Kto da więcej, zgarnia wszystko
To jasne. Ukraina potrzebuje pieniędzy i broni. Prezydent W. Zełenski twierdzi, że aby przejść do kontrnatarcia, kraj potrzebuje co najmniej dziesięciokrotnie więcej uzbrojenia i co najmniej dziesięciokrotnie więcej ludzi. Gorzej, że sekretarz Rady Bezpieczeństwa Narodowego i Obrony Ukrainy Ołeksij Daniłow przyznał ostatnio, że armia nie ma nawet dostatecznej ilości uzbrojenia, aby w ogóle odeprzeć wroga.
Jeden z najbliższych doradców prezydenta Ukrainy Ołeksij Arestowycz powiedział coś znacznie bardziej niepokojącego.
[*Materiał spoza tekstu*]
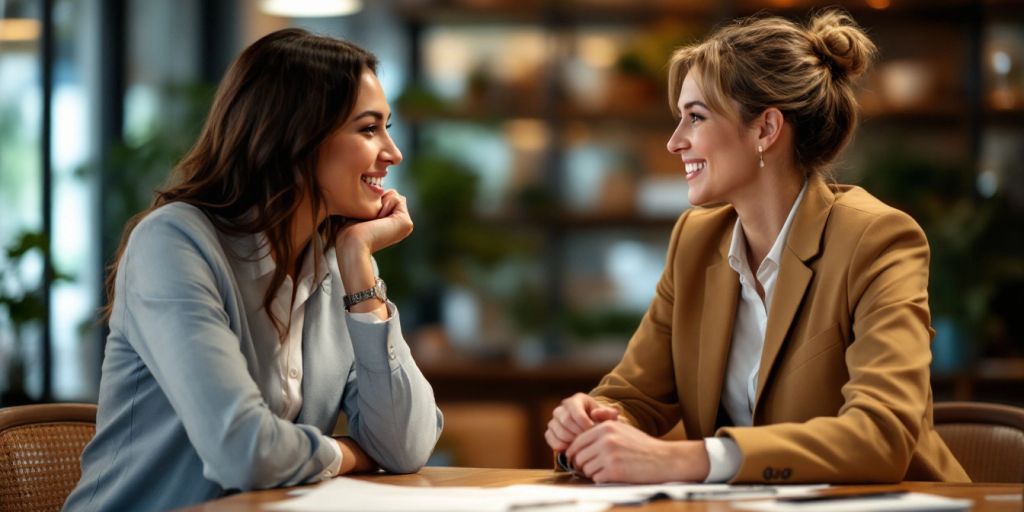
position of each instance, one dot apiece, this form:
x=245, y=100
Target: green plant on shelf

Przyznał, że jeśli Zachód nie da Ukrainie tyle pieniędzy i broni, ile jego kraj potrzebuje i żąda to wojna będzie przegrana a pół miliona rekrutów znad Dniepru zasili półtora milionową rosyjską armię co pozwoli Moskwie uderzyć na Europę. “Nikt jej wtedy nie zatrzyma, nikt z taką armią nie wygra”. Nie są to pojedyncze zdanie wyrwane z kontekstu, ale resume dłuższego wywodu, który - chcąc nie chcąc - brzmi trochę jak groźba.
Czy to żart? Pyta retorycznie w swoim programie emitowanym na You Tube Mark Sołonin wybitny rosyjski pisarz i dysydent. Zaraz potem dodaje: “Ale czy tak wypada żartować w czasie wojny?”
Komentując słowa Arestowicza Rosjanin wspomina “żelazną damę” Izraela - Gołdę Meir, która w 1948 roku, jeszcze zanim powstało żydowskie państwo próbowała wymóc na Amerykanach dostawy broni dla walczących o niepodległość bojowników. “Żydowski naród w Palestynie będzie walczył do samego końca!” Meir nie bawiła się w żadną retorykę. “Jeśli dostaniemy broń to użyjemy jej, a jeśli nie dostaniemy będziemy bić się kamieniami. I to my będziemy o tym decydować a taka decyzja już zapadła. Nikt nie może tego zmienić. Wy możecie zdecydować jedynie o tym, kto zwycięży w tej walce: my czy oni.”
Amerykanie zdecydowali. Dali Izraelowi 50 mln dolarów. Dzisiaj na pomoc Ukrainie przeznaczyli już 40 mld. Kolejne miliardy płacą bądź chcą płacić UE inne kraje wolnego świata. A jednak, jeśli losy Ukraińców wg doradcy prezydenta Zełeńskiego mają zależeć wyłącznie od sponsorów (najlepiej tych z Zachodu) to “wbrew publicznym deklaracjom, Ukraińcy wcale nie mogą sami decydować o losach swojego państwa, bo to inni decydują za nich.” - czytamy w komentarzu redakcyjnym niemieckiego “Die Welt” napisanym niedługo po wizycie Sholtza, Macrona i Mario Draghiego w Kijowie.
Chyba nie o to chodzi tym, którzy umierają dzisiaj w Donbasie za wolną i niepodległą Ukrainę.